This may be a tougher step for you than you realize since you’re a busy physician that barely has time to think. But this is too important of a step to rush through. How will you ever know what all your hard work is intended for if you don’t have goals you’re working towards?
You definitely want to set goals for at least the upcoming year. Ideally, you should go ahead and plan what you’re working towards for the next three to five years. But don’t get hung up on the timeframe.
You should also consider what your retirement goals are. Ask yourself if you’re content working until at least age 65 or if you think you’d like to practice past then? If the thought of working until then doesn’t sit well with you, then start thinking about what age you’d like to retire. Is it 5 years earlier? 10 years? Whatever the age is, if early retirement is your end game, then you need to define the goal.

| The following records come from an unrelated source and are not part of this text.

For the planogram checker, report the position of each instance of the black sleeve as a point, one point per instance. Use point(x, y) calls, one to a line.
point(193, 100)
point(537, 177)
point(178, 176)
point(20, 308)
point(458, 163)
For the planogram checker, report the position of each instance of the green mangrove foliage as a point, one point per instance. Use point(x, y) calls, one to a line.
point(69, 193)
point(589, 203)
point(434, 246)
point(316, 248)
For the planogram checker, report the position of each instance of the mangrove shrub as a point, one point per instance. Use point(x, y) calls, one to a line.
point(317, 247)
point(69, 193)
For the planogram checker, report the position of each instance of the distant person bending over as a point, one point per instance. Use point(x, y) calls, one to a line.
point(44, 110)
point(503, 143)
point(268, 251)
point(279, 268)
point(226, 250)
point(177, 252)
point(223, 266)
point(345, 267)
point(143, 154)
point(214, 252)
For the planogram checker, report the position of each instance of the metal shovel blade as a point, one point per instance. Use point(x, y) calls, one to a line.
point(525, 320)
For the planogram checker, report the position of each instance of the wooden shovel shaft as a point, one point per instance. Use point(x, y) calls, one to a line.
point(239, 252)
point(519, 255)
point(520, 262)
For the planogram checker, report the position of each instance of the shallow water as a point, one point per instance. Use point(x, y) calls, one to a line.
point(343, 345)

Financial goals aren’t always tied to retirement either. Go ahead and think about your goals for paying off credit card debt, student loans, or saving on a down payment to a home. Your goals could also include taking a vacation or purchasing an investment property.
If you’re married, this is the time to bring your spouse into the conversation. It would be harder to achieve your goals if your spouse isn’t on board or doesn’t understand your vision. Maybe you won’t have all the answers, but use this as an opportunity to discuss what you both want. Don’t be afraid to set this time aside and make it even more interesting. Not every financial conversation has to take place at the kitchen table. If you need to, make an evening out of it and discuss it over your favorite meal.

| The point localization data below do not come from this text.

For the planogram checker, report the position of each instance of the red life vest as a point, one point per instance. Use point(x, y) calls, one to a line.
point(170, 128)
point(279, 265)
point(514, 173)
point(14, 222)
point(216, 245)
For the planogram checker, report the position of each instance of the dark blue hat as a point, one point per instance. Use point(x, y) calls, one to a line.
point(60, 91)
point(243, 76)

Setting goals is an essential part of creating a budget you can actually use.
Analyze Your Spending
The second part of developing a useful budget for a physician is to understand exactly how your money is being spent. You need to know exactly what’s going on day in and day out. You may think you have a good idea of how much you spend on gas or groceries, but until you do a deep-dive then you won’t know for sure.
1. The Analysis
Establishing your budget means you need to analyze your spending. My recommendation is that you take one month and write everything down. And when I say everything, I mean everything.
Don’t forget to include the small items, the ones you always forget about until they send you a reminder. Things like extra storage in the cloud, the unlimited music subscription, any item no matter how small or big.
You can track this with a spreadsheet, write it down on legal paper, whatever works for you. If you share an account with someone, then make sure you’re capturing that information as well. Even though you’re looking at your expenses for one month, it’s important to go ahead and identify the big yearly expenses you have as well.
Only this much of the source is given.